“My soul is jolly/As though it had been drinking the Karst teran,” wrote poet Oton Župancic. A karst is a landscape characterized by eroded limestone formations, and the word is derived from Slovenia’s Karst region. Located in southwest Slovenia, the Karst region, which runs alongside the Italian city of Trieste, is an uncommon mixture of rolling hills and deep valleys with patches of limestone shining through like bone. Throw in caves, underground rivers, disappearing lakes, wineries, and kraški pršut (Karst prosciutto), and a road trip through the Karst region is full of possibilities.
I picked up my rental car in Piran, a coastal village on Slovenia’s 29-mile coast. The sun was shining on the waves of the Adriatic Sea, and I drove northeast toward the hilltop town of Štanjel.
Driving in Slovenia is a breeze because the roads are very good and drivers don’t have to stop for tolls. If you rent a car in Slovenia, it will most likely come with a vignette sticker, which is required by law in Slovenia and which allows you to blow through most toll booths. If you rent a car elsewhere, make sure to purchase a vignette sticker at a gas station before crossing the border.
Getting off the highway onto the local 446 roadway, I was immediately in the middle of nowhere. The snow-capped Alps dominated the horizon to the north, and on either side of the road were vineyards interspersed with pine and oak groves. Every ten minutes I passed a sign advertising teran, the local wine made from the refošk grape. The wineries looked no different than the stone houses, known as borja?, that comprise the villages. To go wine tasting, all you have to do is knock on doors until you find someone at home.

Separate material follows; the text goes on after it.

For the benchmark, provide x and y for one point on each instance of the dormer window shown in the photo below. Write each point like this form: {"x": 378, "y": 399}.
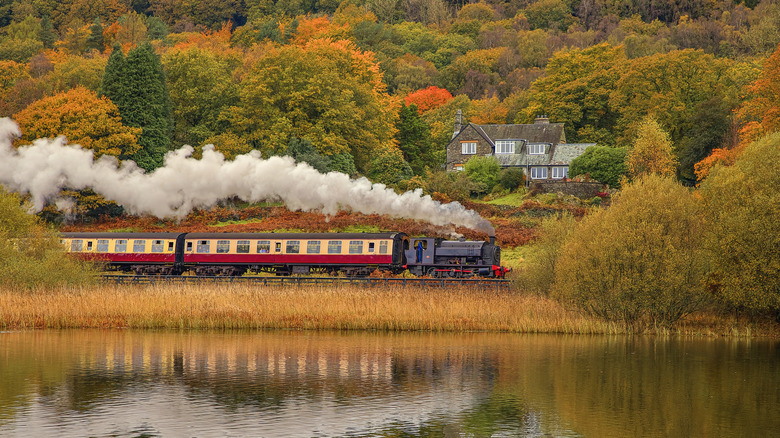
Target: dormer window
{"x": 468, "y": 147}
{"x": 505, "y": 147}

I passed through the towns of Sežana, Sepulje, and Tomaj, and the road got suddenly smaller; then it turned to dirt. I passed a man herding a few sheep, then a couple of elderly ladies who were bent down in a field foraging or picking flowers. Slovenia is a very advanced country, but this part of the Karst region could have been in the middle ages.
After turning on the GPS, I soon arrived in Štanjel. Štanjel is a hilltop village crowned with a small castle that has been caught in almost every major European war since the 17th century. It was subject to repeated attacks during the Ottoman Wars in the 17th century. A graveyard lies at the base of the town, where an uncountable number of Turkish soldiers lie buried. Štanjel was also on the front line between the Allies and the Germans during WWII. Today, the Ferrari Gardens wrap up the sleepy town in a blanket of pine, persimmon, and oak trees. I took the path from the base of the hill and wound my way up to the top. There, I found stunning views of the surrounding karst. At the beginning of the 20th century, the land was completely deforested, and trees have only recently returned. Patches of prickly textured limestone stuck out here and there.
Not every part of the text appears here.